Invited
Two-dimensional infrared femtosecond spectroscopy of ultrafast quantum dynamics with local fields of plasmonic antenna

Studies of molecular structure and its environment using localized vibrational modes as sensitive probes is frequently done with vibrational spectroscopy by observing the shifts of the vibrational frequency and change in the transition lineshape. However, vibrational excitations are often dominated by inhomogeneous broadening, making the corresponding studies extremely challenging. Third-order two dimensional femtosecond vibrational spectroscopy (2DIR) meets these challenges. Here, the spectrum is spread in two dimensions, revealing the correlation between the excitation and detection frequencies. It separates between the inhomogeneous and homogeneous lineshape components, reveals intra- and inter-molecular coupling, and greatly simplifies interpretation of the congested spectra. The waiting time dependence of the vibrational frequency correlations provides direct access to the observables associated with ultrafast dynamics.

Another difficulty in vibrational spectroscopy arises from the low transition dipole strengths of vibrational excitations and poor detectivity in the mid-infrared, which limits the applications to those cases, where large amounts of analyte are available. To address this problem, surface enhancement of the signal by the near-fields of noble metal nanostructures supporting localized plasmon resonances in the infrared is used. Here, the nanostructures’ material, size, and shape can be engineered to manipulate the near-fields on the length scale several orders of magnitude below the wavelength of the excitation light.

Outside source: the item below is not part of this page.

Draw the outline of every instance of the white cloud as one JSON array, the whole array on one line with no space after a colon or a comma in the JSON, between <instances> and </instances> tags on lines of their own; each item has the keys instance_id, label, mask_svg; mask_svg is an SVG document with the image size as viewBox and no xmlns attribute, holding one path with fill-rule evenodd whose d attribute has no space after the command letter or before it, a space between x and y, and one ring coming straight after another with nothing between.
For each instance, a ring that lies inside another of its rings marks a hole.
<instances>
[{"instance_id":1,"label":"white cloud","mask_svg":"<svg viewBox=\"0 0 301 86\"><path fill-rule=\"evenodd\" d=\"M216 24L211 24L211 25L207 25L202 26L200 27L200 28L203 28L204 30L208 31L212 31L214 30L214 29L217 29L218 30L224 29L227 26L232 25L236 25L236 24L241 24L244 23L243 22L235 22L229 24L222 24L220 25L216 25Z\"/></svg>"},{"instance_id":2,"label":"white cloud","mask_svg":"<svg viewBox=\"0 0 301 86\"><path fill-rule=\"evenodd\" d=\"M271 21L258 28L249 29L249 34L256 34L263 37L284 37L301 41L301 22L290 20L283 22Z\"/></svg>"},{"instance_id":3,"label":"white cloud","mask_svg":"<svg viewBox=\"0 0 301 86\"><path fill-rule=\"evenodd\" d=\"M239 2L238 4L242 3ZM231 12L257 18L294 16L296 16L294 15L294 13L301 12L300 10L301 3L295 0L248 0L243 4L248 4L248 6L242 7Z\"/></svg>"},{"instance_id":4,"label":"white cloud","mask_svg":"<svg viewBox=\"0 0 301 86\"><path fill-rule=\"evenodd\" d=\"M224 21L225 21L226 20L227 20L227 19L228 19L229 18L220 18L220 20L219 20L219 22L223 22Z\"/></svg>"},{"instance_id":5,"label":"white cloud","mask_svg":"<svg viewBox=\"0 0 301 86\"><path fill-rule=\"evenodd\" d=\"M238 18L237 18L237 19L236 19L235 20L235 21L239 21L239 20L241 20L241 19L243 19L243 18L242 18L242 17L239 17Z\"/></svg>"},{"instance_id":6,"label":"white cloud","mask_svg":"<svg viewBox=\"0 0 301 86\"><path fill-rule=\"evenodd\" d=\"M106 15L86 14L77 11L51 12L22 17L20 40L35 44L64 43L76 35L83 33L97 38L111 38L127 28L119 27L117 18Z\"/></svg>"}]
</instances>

Surface-enhanced 2DIR allows studies of ultrafast structural dynamics in minute amounts of molecules located within the reach of the enhanced near-fields. 2DIR signal enhancement of up to five orders of magnitude have been observed, whereas the molecular quantum dynamics have not been affected by the interaction with the plasmonic excitation. However, among the consequences of signal amplification are dispersive lineshapes of the vibrational transitions, competition between the near-field coupling and the radiation damping enhancement mechanisms, and lack of polarization selectivity imposed by the surface boundary conditions.